The Company shall implement a consistent and effective approach to managing information security incidents, which includes communication with the Client. Key provisions include:

  • Establishing management responsibilities and procedures to ensure a swift, effective, and orderly response to information security incidents.
  • Utilizing knowledge gained from analyzing and resolving such incidents to reduce the likelihood and impact of future occurrences.

8. Business Continuity

The Company will develop and implement comprehensive business continuity plans, disaster recovery plans, and a crisis management framework aligned with international standards. This is to prevent service interruptions that exceed acceptable limits or defined service levels. Specific measures include:

  • Regular maintenance and updates to the plans and procedures, at minimum once per year.
  • Establishing clear and well-understood procedures for activation, escalation, and management of incident responses.

9. Cloud-Based Services

In addition to the previously mentioned requirements, the Company will:

  • Inform the Client of the countries and regions from which the Services are provided, as well as the locations of databases that are hosted and accessed.
  • Provide features that enable tracking of access to the cloud infrastructure, including detailed auditing of data access within databases and administrative procedure executions.

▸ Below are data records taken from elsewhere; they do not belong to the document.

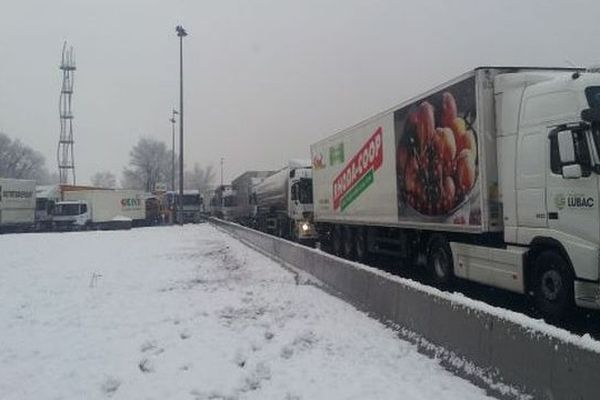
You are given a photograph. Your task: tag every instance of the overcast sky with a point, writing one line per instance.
(263, 78)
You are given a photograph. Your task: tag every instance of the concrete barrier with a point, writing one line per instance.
(511, 355)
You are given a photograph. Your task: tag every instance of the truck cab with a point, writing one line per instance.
(72, 214)
(548, 133)
(300, 208)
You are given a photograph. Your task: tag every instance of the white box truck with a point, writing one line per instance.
(492, 177)
(99, 208)
(284, 203)
(17, 205)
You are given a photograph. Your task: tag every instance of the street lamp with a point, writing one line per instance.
(181, 33)
(222, 188)
(173, 121)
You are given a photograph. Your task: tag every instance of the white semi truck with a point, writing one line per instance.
(284, 203)
(99, 208)
(17, 204)
(492, 177)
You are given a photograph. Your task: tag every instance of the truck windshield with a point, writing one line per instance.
(191, 200)
(305, 191)
(593, 96)
(229, 201)
(68, 209)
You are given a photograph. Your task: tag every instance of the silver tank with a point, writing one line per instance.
(272, 192)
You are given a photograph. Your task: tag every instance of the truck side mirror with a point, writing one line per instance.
(566, 147)
(572, 171)
(591, 114)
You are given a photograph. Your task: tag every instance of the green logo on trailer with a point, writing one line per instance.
(560, 200)
(336, 154)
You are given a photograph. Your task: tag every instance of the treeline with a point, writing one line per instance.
(150, 164)
(20, 161)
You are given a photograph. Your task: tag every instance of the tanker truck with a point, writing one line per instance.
(492, 177)
(284, 203)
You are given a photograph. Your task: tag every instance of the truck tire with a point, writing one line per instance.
(336, 241)
(439, 261)
(348, 249)
(553, 286)
(360, 244)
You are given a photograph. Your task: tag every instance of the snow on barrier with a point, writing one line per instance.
(511, 354)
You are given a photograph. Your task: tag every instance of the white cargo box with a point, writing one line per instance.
(17, 202)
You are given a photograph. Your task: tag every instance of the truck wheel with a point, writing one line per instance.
(336, 241)
(348, 243)
(553, 287)
(360, 244)
(439, 261)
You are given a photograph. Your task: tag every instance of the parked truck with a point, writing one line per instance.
(192, 205)
(284, 203)
(492, 177)
(224, 203)
(99, 208)
(46, 198)
(17, 205)
(244, 211)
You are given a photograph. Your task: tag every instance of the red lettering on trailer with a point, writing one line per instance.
(369, 157)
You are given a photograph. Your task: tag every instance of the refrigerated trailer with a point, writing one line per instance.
(17, 204)
(492, 177)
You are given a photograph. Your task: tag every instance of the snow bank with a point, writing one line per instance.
(189, 313)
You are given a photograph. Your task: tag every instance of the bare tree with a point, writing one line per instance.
(199, 178)
(105, 179)
(20, 161)
(149, 164)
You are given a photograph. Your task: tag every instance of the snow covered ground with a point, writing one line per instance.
(189, 313)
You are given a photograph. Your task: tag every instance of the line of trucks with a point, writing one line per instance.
(24, 206)
(492, 177)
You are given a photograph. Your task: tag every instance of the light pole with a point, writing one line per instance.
(173, 150)
(222, 188)
(181, 33)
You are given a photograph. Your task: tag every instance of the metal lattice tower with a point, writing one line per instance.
(64, 153)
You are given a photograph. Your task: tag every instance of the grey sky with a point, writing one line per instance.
(264, 78)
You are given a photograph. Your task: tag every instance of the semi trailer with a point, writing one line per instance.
(284, 203)
(82, 208)
(492, 177)
(17, 205)
(243, 187)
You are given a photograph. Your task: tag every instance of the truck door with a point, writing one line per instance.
(572, 186)
(531, 179)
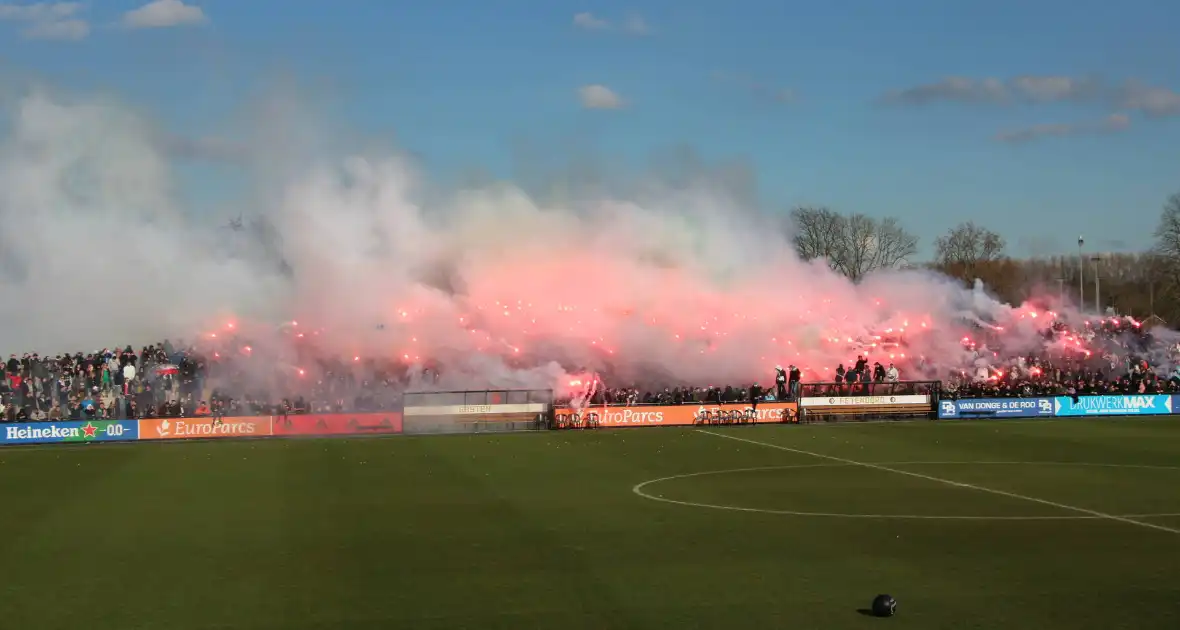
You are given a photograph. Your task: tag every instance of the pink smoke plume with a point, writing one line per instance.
(489, 286)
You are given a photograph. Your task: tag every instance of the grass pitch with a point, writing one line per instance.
(989, 524)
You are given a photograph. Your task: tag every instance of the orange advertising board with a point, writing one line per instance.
(190, 428)
(656, 415)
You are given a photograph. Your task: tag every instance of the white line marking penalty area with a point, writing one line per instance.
(950, 483)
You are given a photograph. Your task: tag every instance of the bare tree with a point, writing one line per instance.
(1166, 260)
(856, 245)
(817, 234)
(967, 244)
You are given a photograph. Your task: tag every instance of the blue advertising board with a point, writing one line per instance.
(996, 407)
(85, 431)
(1125, 405)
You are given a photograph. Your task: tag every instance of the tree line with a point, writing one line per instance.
(1144, 284)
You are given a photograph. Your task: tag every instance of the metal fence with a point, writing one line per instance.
(485, 411)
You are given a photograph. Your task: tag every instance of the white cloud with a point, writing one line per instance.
(600, 97)
(1131, 94)
(163, 14)
(588, 21)
(633, 24)
(47, 20)
(1110, 124)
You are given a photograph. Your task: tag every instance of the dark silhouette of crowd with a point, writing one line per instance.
(210, 379)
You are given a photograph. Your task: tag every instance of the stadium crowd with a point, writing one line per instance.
(166, 380)
(222, 378)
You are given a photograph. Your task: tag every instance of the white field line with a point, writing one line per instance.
(950, 483)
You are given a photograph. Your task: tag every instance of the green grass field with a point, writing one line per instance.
(1080, 529)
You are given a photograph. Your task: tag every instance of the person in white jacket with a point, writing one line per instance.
(129, 376)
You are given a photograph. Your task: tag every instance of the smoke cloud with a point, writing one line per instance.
(489, 287)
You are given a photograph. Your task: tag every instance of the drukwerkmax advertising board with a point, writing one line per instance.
(1122, 405)
(76, 431)
(996, 407)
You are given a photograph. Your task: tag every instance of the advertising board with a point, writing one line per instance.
(84, 431)
(339, 424)
(1121, 405)
(864, 401)
(189, 428)
(996, 407)
(655, 415)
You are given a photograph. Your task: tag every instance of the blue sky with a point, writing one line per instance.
(1062, 117)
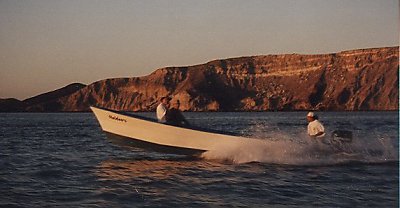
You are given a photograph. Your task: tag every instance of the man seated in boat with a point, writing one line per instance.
(162, 109)
(315, 129)
(174, 115)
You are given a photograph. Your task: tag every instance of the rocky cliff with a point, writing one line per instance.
(365, 79)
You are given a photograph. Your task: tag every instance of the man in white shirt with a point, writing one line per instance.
(162, 109)
(315, 128)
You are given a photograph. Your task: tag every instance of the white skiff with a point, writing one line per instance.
(149, 134)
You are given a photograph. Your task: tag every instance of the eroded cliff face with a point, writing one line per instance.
(364, 79)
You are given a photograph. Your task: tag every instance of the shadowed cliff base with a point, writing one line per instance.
(365, 79)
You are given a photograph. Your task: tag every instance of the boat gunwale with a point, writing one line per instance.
(195, 128)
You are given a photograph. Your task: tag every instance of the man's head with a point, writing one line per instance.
(310, 116)
(165, 100)
(176, 104)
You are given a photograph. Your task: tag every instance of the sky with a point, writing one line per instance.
(48, 44)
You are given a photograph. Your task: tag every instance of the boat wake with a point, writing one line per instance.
(301, 150)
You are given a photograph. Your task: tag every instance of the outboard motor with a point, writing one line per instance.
(340, 140)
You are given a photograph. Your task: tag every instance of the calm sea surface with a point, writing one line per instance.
(65, 160)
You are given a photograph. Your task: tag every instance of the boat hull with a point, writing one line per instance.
(150, 134)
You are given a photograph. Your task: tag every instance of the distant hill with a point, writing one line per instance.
(364, 79)
(48, 102)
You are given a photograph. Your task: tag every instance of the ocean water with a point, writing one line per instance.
(65, 160)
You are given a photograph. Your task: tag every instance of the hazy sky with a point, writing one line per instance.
(47, 44)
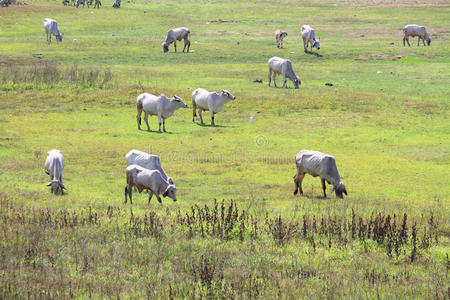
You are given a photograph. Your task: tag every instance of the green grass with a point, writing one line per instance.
(385, 120)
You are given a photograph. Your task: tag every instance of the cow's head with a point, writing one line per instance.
(165, 47)
(228, 95)
(316, 44)
(56, 185)
(340, 189)
(178, 101)
(171, 192)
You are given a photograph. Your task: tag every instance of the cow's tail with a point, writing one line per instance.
(139, 107)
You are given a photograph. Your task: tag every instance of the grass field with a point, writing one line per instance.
(236, 230)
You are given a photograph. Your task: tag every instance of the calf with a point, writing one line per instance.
(51, 27)
(416, 30)
(309, 36)
(54, 165)
(151, 180)
(319, 164)
(174, 35)
(279, 36)
(278, 65)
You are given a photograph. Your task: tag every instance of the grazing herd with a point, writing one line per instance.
(144, 171)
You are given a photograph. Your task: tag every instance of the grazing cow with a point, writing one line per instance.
(279, 36)
(415, 30)
(82, 2)
(174, 35)
(309, 36)
(147, 161)
(212, 101)
(154, 105)
(318, 164)
(151, 180)
(54, 165)
(279, 65)
(51, 27)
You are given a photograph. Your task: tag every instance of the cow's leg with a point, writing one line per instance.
(146, 120)
(186, 43)
(200, 115)
(159, 120)
(211, 112)
(324, 188)
(150, 196)
(298, 179)
(138, 117)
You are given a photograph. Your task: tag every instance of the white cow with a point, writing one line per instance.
(161, 106)
(54, 165)
(212, 101)
(309, 36)
(279, 65)
(151, 180)
(148, 161)
(51, 27)
(319, 164)
(416, 30)
(279, 36)
(174, 35)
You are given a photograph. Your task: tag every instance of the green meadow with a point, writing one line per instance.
(236, 231)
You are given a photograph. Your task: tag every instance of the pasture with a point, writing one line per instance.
(237, 230)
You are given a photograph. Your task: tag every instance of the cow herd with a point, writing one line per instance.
(144, 171)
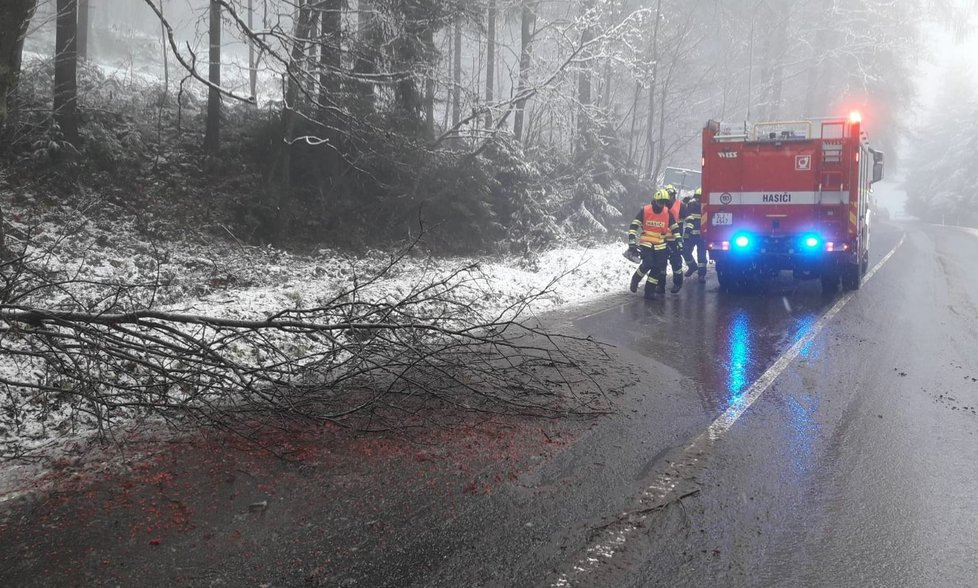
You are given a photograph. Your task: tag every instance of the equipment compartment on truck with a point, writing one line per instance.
(789, 195)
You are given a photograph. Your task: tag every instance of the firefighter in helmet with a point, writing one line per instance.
(650, 234)
(676, 247)
(692, 215)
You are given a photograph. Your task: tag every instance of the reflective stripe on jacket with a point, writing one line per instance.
(657, 227)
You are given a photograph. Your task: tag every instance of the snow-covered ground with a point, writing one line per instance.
(92, 255)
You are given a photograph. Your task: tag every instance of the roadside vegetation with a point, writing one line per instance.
(391, 133)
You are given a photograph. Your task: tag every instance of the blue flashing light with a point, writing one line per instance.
(811, 242)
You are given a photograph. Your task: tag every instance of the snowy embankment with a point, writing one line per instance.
(103, 266)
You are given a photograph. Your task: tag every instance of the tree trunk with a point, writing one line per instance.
(330, 58)
(252, 65)
(490, 61)
(83, 28)
(457, 73)
(15, 16)
(212, 136)
(66, 70)
(816, 98)
(429, 87)
(654, 60)
(283, 162)
(526, 50)
(330, 54)
(166, 57)
(365, 64)
(584, 87)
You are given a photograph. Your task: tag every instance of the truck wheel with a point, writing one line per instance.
(852, 276)
(830, 282)
(729, 280)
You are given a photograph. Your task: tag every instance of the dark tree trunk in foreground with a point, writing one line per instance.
(65, 70)
(15, 15)
(365, 65)
(83, 27)
(584, 88)
(429, 88)
(212, 136)
(457, 74)
(490, 60)
(525, 51)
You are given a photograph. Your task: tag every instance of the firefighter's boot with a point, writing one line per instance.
(677, 283)
(650, 291)
(636, 278)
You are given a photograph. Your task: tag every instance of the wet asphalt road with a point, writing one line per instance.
(858, 466)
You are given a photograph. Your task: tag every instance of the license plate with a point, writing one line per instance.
(722, 218)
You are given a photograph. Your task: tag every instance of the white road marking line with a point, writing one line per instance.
(663, 487)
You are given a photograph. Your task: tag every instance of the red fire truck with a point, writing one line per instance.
(789, 195)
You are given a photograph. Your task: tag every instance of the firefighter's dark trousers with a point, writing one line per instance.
(676, 261)
(653, 267)
(699, 262)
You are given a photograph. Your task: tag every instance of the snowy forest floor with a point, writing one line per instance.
(224, 278)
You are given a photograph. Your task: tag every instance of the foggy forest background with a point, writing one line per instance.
(500, 125)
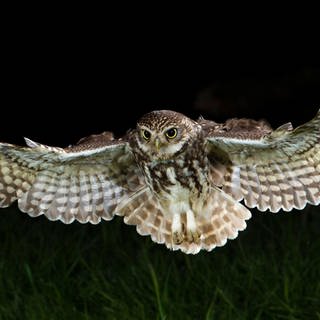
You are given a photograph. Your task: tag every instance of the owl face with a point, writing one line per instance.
(163, 134)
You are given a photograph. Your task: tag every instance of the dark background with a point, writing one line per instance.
(60, 83)
(58, 86)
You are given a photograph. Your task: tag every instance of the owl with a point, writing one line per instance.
(187, 184)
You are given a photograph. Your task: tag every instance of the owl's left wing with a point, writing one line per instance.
(270, 170)
(85, 182)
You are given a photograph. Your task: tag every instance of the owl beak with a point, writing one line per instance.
(157, 144)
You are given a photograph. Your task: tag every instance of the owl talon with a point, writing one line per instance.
(177, 237)
(193, 236)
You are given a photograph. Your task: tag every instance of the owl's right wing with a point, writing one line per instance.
(85, 182)
(270, 170)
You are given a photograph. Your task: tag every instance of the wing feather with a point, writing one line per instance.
(85, 182)
(270, 170)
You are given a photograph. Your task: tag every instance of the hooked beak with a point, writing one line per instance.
(157, 144)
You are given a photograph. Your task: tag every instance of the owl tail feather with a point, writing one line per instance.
(220, 219)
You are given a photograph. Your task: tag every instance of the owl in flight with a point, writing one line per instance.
(177, 180)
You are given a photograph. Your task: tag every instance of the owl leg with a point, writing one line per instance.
(192, 231)
(177, 232)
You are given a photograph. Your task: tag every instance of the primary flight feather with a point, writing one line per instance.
(178, 180)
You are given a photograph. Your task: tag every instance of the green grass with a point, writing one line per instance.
(54, 271)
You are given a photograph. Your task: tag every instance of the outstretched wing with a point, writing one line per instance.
(270, 170)
(84, 182)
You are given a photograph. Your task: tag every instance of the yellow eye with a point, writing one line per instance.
(171, 133)
(146, 135)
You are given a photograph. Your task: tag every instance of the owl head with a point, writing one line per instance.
(163, 134)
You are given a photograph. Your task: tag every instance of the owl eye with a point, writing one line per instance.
(146, 135)
(171, 133)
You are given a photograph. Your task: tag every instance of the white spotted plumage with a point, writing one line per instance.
(181, 187)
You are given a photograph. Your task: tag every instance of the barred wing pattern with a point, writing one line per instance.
(84, 183)
(270, 171)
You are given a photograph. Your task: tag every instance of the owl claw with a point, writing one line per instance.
(177, 237)
(193, 236)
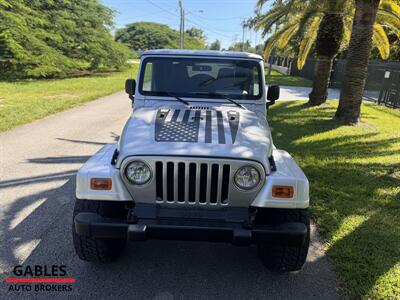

10. Specific Control Measures

The Company will ensure the following control measures are in place:

  • Implementing a formal methodology that defines the approach to system development.
  • Documenting all requests for changes, system maintenance, and provider management to ensure traceability of implemented changes.
  • Establishing identification, authentication, and authorization mechanisms for accessing systems and applications.
  • Developing procedures to ensure timely actions regarding the requesting, establishment, issuance, suspension, and closure of user accounts.
  • For Shopify end customers' data, compliance with GDPR will be facilitated through the implementation of Shopify's data protection mechanisms.
  • Defining and implementing a problem management and escalation procedure system to ensure all non-standard operational events (incidents, problems, and errors) are recorded, analyzed, and resolved promptly.
  • Maintaining physical and network security controls to ensure the ongoing security and availability of systems and applications.